The Sudan Peoples Liberation Army chief of general staff had left Juba after being sacked.
Gen Malong retreated to Yirol in Eastern Lakes State with 20 bodyguards, according to Information minister Marial Amum.
Amum said Gen Malong reported to the office of Lakes State governor.
As of Wednesday evening, he was still in Yirol, but said he would return to Juba once a plane was sent to pick him up, Amum told journalists.
"I am waiting for a plane and will return to Juba immediately it arrives," the general told a local radio station.
"I am a soldier. Moving around the country with my bodyguards should not surprise anyone or make others panic."
Gen Malong was replaced by his deputy James Ajongo Mawut.
He accepted the President Salva Kiir's decision, saying Gen Mawut was suitable for the job.
"Ajongo is a brilliant and strong officer. He has contributed a lot to this nation," he said, and urged South Sudanese to ignore "wild rumours".
He said he had no intention of waging a war against President Kiir, adding that changes in the military high command were normal.
However, it remains unclear why Gen Malong left Juba at night, on the same day he was dismissed.
Gen Ajongo has urged the international community to help the country financially as it strives to end the three-year civil war.
"Those who negotiated the peace agreement know very well that it cannot be implemented without funds," he told reporters in Juba.
"It is like they are not willing to support the government of South Sudan as it tries to implement key areas in the agreement."
Ajongo, a veteran of the liberation war, called for calm amid anxiety in Juba following changes in the military.
He admitted that the task ahead was tough.

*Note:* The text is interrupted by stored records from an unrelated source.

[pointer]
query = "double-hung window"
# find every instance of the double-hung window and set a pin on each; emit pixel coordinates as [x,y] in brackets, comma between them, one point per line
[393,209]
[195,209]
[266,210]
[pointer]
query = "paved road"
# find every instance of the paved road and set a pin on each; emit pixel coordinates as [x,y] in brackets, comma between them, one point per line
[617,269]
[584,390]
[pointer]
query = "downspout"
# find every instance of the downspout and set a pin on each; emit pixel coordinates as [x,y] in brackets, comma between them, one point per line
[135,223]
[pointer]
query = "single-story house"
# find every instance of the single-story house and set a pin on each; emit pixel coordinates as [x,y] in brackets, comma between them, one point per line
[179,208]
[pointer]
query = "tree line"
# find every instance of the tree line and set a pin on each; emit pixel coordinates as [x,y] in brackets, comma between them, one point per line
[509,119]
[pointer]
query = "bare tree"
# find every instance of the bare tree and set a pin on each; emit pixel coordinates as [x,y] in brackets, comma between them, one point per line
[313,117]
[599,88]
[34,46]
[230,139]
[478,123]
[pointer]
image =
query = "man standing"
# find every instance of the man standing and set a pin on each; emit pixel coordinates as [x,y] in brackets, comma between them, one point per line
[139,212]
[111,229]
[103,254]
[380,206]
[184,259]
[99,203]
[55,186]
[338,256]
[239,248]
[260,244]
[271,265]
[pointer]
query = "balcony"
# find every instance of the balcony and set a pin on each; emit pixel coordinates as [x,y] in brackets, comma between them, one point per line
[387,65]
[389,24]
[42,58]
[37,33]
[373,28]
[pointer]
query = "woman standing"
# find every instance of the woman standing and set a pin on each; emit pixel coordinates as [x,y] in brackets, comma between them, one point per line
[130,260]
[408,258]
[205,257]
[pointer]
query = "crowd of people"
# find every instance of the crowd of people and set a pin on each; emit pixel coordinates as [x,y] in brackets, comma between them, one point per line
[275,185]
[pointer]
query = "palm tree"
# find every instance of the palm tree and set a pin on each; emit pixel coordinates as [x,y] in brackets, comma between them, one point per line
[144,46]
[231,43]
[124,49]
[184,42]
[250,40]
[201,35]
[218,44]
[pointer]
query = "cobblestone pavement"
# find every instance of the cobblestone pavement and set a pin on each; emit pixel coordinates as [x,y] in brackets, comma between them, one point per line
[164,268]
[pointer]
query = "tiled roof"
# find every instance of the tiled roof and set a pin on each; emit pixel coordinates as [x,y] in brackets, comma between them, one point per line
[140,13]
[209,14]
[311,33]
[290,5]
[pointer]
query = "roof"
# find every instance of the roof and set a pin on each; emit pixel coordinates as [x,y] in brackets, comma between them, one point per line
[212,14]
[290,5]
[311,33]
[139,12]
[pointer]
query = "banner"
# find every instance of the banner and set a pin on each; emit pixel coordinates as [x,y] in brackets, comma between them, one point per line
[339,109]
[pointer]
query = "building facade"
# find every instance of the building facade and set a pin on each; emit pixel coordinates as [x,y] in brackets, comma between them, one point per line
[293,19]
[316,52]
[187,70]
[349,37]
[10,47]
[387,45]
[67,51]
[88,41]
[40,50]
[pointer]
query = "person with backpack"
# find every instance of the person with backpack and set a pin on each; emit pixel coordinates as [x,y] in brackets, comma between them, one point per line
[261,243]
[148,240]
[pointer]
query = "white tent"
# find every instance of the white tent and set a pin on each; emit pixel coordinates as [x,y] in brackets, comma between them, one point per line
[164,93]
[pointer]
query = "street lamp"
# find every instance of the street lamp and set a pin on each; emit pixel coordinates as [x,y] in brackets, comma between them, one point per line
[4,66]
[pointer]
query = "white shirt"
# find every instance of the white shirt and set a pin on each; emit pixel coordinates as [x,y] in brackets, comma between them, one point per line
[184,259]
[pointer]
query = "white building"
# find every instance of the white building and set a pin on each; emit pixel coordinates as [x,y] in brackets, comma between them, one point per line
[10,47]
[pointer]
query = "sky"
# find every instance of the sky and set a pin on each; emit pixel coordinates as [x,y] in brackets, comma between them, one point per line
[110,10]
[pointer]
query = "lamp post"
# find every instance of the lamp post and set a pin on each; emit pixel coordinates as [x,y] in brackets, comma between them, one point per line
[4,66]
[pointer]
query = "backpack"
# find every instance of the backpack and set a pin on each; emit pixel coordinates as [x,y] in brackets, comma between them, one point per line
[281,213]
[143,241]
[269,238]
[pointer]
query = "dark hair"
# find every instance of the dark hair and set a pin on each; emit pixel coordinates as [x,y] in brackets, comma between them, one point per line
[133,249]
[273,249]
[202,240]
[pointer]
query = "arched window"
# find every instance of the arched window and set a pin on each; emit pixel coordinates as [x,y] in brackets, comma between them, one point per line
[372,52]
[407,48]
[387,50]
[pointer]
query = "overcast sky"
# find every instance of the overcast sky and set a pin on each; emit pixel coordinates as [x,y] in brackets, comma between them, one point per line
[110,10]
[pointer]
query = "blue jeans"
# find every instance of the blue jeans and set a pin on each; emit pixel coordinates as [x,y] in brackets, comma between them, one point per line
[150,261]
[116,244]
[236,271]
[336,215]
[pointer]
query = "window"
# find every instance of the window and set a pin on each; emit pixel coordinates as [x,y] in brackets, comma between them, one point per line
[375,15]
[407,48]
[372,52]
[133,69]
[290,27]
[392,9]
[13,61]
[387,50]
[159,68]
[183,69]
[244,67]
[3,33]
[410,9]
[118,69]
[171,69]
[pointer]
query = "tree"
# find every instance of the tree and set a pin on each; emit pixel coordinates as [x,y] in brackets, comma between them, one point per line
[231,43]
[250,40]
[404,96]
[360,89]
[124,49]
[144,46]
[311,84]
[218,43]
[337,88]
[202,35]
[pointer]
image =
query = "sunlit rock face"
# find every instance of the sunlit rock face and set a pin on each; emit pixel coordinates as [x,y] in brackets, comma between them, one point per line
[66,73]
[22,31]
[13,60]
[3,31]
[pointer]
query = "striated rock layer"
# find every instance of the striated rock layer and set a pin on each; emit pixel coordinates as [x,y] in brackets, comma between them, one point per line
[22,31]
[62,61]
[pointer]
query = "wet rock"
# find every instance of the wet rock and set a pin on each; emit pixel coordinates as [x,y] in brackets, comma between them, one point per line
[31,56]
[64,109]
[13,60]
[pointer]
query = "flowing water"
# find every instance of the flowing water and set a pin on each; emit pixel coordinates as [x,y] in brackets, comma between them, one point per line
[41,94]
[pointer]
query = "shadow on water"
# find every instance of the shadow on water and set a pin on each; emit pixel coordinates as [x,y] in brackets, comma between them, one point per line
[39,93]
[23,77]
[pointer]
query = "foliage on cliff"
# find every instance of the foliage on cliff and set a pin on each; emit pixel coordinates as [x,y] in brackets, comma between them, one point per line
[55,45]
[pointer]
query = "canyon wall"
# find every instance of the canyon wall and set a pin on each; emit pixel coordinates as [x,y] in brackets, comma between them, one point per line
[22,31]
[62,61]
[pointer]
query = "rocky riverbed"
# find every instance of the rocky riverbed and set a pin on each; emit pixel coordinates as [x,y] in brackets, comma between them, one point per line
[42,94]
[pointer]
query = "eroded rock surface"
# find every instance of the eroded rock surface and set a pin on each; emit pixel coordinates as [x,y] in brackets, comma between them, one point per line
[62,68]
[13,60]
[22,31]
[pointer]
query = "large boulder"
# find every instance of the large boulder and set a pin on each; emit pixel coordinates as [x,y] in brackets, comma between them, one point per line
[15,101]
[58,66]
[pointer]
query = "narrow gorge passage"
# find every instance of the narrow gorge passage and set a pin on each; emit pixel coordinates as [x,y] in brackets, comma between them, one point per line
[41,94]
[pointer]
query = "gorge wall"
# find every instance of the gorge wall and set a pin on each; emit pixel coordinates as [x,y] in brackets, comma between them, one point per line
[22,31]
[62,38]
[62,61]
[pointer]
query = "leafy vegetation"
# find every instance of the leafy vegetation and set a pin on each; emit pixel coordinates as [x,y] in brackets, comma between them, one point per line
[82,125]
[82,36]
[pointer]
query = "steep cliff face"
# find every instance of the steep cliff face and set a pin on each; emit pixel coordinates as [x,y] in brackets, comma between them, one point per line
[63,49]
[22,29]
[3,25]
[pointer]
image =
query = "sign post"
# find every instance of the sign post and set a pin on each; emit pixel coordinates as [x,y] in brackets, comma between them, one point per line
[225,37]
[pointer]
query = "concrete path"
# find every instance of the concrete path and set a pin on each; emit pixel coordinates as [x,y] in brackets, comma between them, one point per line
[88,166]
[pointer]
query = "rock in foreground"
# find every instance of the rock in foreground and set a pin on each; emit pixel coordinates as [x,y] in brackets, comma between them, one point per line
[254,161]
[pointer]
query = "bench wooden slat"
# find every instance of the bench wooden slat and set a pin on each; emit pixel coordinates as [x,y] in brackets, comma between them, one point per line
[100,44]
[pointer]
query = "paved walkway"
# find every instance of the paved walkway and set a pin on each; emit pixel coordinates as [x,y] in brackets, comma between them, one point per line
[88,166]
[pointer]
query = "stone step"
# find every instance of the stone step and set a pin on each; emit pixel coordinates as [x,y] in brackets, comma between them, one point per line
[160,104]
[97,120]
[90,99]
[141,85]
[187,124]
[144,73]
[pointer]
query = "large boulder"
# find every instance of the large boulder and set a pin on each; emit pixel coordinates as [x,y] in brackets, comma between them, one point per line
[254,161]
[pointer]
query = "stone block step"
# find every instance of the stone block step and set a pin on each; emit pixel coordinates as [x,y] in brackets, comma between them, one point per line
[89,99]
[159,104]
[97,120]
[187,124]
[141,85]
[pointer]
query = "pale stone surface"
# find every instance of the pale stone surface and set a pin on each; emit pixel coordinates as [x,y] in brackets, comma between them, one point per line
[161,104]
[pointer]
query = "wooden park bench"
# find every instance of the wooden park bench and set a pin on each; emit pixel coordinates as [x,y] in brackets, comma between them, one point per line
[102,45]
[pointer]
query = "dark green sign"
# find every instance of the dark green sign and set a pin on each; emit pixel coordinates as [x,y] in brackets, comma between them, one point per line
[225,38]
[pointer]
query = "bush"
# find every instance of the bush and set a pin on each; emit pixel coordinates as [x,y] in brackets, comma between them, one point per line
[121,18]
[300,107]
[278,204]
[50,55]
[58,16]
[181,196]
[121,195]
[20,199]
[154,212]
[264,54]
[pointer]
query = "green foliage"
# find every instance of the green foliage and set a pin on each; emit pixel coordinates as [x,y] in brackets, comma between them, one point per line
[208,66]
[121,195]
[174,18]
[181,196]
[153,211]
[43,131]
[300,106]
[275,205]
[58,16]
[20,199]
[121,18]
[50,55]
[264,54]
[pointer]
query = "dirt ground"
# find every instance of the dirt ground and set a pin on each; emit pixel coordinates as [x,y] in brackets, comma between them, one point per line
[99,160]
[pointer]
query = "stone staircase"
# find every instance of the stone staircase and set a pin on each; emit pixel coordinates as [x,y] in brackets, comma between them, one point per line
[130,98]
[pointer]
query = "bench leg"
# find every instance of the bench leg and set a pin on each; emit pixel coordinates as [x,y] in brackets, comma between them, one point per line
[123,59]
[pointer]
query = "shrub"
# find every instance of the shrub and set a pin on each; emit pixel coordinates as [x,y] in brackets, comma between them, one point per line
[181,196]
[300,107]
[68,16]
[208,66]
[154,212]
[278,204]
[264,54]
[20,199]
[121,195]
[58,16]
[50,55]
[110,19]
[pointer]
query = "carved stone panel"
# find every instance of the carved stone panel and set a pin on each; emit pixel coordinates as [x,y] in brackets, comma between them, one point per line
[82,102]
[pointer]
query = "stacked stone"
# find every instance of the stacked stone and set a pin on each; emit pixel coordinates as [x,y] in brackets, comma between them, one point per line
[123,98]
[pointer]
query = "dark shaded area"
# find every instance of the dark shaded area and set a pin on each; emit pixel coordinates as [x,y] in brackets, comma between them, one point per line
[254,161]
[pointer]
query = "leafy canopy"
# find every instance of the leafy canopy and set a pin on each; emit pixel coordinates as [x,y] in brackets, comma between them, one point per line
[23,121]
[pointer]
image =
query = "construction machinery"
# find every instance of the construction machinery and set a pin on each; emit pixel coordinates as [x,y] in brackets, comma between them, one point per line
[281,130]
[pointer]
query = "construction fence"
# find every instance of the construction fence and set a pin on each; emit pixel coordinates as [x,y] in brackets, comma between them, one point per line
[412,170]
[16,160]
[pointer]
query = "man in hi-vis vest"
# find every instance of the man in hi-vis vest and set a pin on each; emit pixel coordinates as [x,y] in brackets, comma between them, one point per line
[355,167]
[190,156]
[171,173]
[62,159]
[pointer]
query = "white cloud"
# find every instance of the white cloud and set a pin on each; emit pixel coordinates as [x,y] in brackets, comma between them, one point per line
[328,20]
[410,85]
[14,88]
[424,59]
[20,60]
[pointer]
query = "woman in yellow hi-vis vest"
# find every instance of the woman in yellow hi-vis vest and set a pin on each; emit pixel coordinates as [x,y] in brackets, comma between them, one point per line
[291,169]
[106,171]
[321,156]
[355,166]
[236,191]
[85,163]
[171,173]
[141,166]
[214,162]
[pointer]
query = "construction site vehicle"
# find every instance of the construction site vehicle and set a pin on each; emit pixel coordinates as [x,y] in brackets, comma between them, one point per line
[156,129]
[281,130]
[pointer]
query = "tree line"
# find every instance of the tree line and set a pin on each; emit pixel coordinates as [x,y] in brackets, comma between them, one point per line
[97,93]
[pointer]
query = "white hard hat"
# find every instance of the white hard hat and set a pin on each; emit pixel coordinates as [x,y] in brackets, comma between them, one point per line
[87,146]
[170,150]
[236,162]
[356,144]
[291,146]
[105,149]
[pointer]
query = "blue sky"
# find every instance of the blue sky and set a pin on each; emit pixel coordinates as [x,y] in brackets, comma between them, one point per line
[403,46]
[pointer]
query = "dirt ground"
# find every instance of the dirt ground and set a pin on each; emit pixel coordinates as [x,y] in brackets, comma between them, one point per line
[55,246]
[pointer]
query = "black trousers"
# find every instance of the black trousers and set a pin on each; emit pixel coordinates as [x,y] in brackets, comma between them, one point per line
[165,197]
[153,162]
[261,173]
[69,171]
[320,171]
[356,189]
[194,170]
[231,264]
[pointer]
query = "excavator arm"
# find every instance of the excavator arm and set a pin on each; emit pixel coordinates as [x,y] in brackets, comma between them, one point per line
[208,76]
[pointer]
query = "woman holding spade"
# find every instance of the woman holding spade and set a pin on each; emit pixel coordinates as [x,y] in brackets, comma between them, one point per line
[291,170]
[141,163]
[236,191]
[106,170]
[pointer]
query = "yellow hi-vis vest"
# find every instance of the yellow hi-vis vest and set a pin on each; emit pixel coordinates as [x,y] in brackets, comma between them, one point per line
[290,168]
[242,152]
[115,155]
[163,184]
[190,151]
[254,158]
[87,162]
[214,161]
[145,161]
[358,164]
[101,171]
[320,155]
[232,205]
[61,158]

"I know it's a difficult task, given the fact that the country is in the midst of a civil war," he said.
The appointment came at a critical time when the image of the country's military is tainted with allegations of mass civilian killings, rape, theft, torture and plunder of resources.
Since December 2013, the army has been fighting rebels allied to former vice-president Riek Machar
More militia groups have also sprung up following renewed clashes in July 2016 after the collapse of a peace deal.
Kiir's spokesman Ateny Wek Ateny dismissed reports of anxiety surrounding the dismissal of Gen Malong.
Before his sacking, Gen Malong was viewed by many South Sudanese as the power behind the throne.
The general has been accused by the UN and humanitarian agencies of war crimes and crimes against humanity.